One of our dedicated Win2K FireBird 1.0 servers crashed a few days
ago, without any entry in the interbase.log and with only the
following message in the System Event Viewer:

"The Firebird Server service terminated unexpectedly. It has done
this 1 time(s). The following corrective action will be taken in 0
milliseconds: No action."

Both the FireBird server process and FireBird Guardian clean exited,
so the FireBird server had to be re-started.

Also, earlier the same day, there had been a stack overflow error
reported in the application, which seemed to come from the database:

"Stack overflow. The resource requirements of the runtime stack have
exceeded the memory available to it."

This was followed by connections to the database server being reset,
with the usual message:

Unable to complete network request to host "<server IP address>".
Error writing data to the connection. An existing connection was
forcibly closed by the remote host.

Could this be related to the incorrect usage of a SUSPEND statement
in an executable procedure?

This was during normal operating hours, towards the end of the
business day (not during maintenance or bulk updates). The only
abnormal behavior before the crash was that, shortly before ibserver
crashed, memory usage (page file bytes of ibserver.exe) suddenly went
up by almost 50MB (from ± 258MB to ± 307MB), after being mostly
stable until then. After the FireBird server was restarted manually,
its memory usage went up to the abnormally high level again and has
been climbing slowly since (another 20MB in a week's time).

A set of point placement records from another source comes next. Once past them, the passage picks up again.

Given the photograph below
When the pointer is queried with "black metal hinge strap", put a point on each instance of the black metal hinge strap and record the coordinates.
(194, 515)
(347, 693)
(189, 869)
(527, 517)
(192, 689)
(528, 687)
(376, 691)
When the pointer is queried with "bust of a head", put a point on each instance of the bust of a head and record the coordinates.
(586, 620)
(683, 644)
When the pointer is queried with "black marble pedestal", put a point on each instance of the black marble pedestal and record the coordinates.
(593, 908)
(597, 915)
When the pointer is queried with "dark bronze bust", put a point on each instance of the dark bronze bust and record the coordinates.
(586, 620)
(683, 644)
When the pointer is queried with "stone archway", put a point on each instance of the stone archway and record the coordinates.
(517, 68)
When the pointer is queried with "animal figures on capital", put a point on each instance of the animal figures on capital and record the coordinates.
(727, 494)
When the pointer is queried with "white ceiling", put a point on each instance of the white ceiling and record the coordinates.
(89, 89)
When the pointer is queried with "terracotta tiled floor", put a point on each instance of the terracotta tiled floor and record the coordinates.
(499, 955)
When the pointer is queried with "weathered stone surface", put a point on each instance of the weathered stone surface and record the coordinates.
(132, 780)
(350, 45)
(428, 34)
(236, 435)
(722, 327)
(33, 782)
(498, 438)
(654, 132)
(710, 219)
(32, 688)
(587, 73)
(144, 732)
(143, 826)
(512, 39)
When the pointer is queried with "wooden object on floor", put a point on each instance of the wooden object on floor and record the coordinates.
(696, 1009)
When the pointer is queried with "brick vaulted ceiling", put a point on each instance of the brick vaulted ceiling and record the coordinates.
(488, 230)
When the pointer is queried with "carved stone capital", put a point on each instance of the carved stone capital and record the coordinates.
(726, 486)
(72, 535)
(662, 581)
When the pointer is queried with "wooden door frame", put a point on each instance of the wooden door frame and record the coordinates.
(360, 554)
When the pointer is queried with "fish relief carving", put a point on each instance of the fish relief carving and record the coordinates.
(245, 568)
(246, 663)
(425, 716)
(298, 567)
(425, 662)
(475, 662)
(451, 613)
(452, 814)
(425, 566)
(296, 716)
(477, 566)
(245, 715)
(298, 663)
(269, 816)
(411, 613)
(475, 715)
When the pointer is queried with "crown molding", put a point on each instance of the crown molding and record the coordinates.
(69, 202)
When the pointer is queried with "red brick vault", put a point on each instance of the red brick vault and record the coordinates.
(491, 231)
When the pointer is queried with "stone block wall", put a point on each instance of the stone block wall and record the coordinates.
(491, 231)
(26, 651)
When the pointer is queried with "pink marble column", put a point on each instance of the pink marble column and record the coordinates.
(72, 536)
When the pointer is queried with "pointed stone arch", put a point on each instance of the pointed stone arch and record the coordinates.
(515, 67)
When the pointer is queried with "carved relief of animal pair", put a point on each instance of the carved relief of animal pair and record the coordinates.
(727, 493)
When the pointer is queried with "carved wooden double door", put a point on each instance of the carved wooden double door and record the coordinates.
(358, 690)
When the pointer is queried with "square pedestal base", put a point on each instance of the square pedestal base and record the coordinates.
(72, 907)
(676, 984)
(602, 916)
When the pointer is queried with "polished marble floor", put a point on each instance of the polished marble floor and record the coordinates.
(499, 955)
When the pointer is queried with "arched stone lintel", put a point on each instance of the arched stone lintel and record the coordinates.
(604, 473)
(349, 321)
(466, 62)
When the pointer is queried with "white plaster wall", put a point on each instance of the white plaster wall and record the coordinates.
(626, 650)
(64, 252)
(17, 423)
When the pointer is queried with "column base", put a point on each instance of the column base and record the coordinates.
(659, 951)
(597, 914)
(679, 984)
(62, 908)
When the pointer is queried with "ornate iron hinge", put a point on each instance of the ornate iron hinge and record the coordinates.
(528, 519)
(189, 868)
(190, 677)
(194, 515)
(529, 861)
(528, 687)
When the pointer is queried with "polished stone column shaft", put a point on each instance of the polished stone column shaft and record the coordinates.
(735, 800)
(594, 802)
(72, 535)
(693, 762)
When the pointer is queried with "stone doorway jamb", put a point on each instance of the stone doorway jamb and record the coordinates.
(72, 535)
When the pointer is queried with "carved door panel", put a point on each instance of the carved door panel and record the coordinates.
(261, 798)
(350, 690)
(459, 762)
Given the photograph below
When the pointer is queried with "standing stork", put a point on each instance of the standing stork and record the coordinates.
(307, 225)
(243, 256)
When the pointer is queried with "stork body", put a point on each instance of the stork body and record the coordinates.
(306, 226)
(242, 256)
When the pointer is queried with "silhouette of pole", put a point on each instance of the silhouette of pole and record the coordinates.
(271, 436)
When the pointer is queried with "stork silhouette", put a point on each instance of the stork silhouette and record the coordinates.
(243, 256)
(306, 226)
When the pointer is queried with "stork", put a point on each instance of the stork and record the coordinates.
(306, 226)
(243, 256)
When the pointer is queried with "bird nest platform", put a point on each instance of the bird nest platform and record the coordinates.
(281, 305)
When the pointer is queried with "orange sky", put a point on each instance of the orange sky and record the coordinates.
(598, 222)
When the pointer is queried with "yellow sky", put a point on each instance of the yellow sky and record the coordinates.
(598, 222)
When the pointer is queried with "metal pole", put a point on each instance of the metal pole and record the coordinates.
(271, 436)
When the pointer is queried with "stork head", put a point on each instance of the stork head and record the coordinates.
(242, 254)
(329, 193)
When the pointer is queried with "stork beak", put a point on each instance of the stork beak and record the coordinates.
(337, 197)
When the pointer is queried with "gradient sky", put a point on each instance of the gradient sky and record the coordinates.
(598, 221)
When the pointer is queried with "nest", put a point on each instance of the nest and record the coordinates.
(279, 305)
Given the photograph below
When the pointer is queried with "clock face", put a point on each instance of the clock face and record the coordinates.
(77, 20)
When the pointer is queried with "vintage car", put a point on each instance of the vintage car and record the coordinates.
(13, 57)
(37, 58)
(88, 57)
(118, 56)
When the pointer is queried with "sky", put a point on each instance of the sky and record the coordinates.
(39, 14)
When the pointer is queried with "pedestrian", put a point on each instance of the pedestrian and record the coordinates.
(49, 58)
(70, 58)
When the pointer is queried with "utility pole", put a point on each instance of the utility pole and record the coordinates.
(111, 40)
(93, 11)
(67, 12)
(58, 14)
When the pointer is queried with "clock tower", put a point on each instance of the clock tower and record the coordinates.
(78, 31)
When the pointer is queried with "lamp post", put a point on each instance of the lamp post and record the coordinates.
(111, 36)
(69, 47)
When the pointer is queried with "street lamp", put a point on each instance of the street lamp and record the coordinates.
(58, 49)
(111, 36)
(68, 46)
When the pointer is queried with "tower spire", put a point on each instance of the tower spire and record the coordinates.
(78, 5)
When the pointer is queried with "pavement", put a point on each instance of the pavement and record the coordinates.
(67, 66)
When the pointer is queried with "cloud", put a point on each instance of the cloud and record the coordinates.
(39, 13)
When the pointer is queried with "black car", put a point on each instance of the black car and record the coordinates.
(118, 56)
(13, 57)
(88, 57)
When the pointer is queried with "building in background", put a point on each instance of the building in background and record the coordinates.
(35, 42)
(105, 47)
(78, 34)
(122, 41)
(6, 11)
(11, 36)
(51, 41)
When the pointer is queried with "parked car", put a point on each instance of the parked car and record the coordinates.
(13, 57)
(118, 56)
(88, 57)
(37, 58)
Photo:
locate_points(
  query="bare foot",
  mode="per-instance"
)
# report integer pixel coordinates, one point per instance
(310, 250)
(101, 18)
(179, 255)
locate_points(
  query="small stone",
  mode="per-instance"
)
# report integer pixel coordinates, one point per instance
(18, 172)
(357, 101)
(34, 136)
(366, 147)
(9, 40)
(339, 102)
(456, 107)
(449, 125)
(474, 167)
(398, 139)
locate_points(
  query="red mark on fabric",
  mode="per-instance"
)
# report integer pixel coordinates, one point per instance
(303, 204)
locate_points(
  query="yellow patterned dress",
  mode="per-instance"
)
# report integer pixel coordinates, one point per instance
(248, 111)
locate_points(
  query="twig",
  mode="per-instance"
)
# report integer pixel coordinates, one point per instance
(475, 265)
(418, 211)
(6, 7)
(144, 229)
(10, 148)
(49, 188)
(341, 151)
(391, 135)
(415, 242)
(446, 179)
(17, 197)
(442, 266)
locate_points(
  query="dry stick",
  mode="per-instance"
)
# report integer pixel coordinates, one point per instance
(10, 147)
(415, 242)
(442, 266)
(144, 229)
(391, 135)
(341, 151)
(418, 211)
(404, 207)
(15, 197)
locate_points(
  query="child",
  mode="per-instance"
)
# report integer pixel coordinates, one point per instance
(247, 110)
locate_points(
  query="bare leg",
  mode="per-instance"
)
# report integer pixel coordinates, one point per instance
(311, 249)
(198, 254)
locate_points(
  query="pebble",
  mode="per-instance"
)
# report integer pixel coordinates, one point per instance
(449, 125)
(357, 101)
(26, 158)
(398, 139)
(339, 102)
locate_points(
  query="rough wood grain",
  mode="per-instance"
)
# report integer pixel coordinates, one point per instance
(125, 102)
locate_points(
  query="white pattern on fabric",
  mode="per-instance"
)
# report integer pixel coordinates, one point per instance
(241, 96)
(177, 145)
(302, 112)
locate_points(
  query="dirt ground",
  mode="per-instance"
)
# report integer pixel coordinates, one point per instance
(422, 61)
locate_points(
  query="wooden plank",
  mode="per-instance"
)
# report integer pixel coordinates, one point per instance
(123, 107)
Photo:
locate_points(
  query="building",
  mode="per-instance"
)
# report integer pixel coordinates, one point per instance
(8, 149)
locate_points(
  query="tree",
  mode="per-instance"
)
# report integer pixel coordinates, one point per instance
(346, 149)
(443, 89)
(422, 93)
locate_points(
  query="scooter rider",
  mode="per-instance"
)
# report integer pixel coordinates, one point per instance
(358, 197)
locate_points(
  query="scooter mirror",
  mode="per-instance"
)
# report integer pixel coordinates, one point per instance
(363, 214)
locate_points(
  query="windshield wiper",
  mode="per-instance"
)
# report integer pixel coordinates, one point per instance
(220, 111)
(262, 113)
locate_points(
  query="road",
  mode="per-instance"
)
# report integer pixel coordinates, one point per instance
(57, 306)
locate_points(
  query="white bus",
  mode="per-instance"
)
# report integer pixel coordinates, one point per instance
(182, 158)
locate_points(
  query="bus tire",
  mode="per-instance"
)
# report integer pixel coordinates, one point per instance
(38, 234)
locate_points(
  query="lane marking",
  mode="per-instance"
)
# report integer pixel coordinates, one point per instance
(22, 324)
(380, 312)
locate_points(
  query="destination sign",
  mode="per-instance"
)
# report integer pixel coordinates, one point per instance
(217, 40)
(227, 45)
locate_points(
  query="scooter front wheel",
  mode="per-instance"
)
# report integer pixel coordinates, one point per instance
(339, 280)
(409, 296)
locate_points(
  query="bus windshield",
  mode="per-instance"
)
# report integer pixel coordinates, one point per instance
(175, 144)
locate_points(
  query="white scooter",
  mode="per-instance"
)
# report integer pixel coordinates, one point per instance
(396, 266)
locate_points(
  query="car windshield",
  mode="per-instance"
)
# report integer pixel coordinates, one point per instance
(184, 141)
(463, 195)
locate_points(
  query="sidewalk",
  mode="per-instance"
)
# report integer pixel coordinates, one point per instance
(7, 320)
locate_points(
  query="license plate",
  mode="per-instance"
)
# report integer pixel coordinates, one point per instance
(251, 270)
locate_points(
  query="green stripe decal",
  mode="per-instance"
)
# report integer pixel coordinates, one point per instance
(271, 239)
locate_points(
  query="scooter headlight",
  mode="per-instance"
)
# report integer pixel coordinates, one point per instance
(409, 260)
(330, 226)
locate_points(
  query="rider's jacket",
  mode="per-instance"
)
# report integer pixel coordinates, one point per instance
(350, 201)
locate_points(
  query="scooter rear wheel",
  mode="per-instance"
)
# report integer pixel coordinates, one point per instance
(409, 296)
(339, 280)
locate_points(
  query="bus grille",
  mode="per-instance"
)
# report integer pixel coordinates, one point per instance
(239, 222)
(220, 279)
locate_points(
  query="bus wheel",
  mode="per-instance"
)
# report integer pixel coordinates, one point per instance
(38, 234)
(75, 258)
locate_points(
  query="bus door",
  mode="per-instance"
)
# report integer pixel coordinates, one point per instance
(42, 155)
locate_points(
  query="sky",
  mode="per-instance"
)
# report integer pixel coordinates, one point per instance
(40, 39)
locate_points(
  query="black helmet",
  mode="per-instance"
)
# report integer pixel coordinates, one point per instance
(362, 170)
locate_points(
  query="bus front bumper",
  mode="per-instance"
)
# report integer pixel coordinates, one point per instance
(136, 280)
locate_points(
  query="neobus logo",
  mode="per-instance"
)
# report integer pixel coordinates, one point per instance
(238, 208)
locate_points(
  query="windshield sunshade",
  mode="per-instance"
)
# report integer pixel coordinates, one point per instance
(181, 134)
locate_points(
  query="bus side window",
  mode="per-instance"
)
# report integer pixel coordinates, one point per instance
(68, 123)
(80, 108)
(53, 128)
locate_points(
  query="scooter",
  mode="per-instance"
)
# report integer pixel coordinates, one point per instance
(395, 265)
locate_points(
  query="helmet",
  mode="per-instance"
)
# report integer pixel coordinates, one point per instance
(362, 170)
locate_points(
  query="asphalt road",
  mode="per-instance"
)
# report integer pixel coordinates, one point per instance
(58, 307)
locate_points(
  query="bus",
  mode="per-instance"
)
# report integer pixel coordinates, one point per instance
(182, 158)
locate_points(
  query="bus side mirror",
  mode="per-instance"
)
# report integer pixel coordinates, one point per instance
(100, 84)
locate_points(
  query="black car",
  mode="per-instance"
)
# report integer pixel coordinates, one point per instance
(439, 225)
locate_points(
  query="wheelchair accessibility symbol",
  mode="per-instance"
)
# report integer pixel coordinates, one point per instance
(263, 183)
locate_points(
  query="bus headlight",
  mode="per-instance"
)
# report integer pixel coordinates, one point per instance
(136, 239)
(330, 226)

The only recent interaction with the database, outside of normal
operation, was a large batch update (affecting at least 1 million
rows) and metadata changes with the upgrade to a new version of the
server application the previous night.

"Normal operation" is use in an on-line transaction processing
application, which provides SOAP services over the internet, with a
large national installed base (of the client application) and a
transaction throughput of at least 10 000 client requests daily.
This translates into about 6 times as many database operations (of
which two are updates or inserts) and transactions starting and
committing. We are not using retaining commits or rollbacks. The
application uses connection pooling (10 connections) and dbExpress
access components.

Database is set up to not do automatic sweeping, has forced writes
turned on, 4KB page size, 40 000 page buffers, is around 1GB in size,
in a single file, with no shadows and no replication and is backed up
every evening. We are not currently doing a manual sweep.

The server configurations are as follows:
Processor: 1.2GHz
Physical Memory: 256MB
Virtual Memory: 384MB
Nic: Intel Pro100 S (x2)
Windows 2000 SP3 Running IIS5
Software mirroring is done to one other hard drive.

Our SOAP server application runs on a separate server, connected to
the Internet, and is connected to the dedicated database server by a
dedicated crossover cable. (hence the two network cards - and two IP
addresses - for each server)

Any help or clues to answers would be MUCH appreciated!

Thanks,
Riaan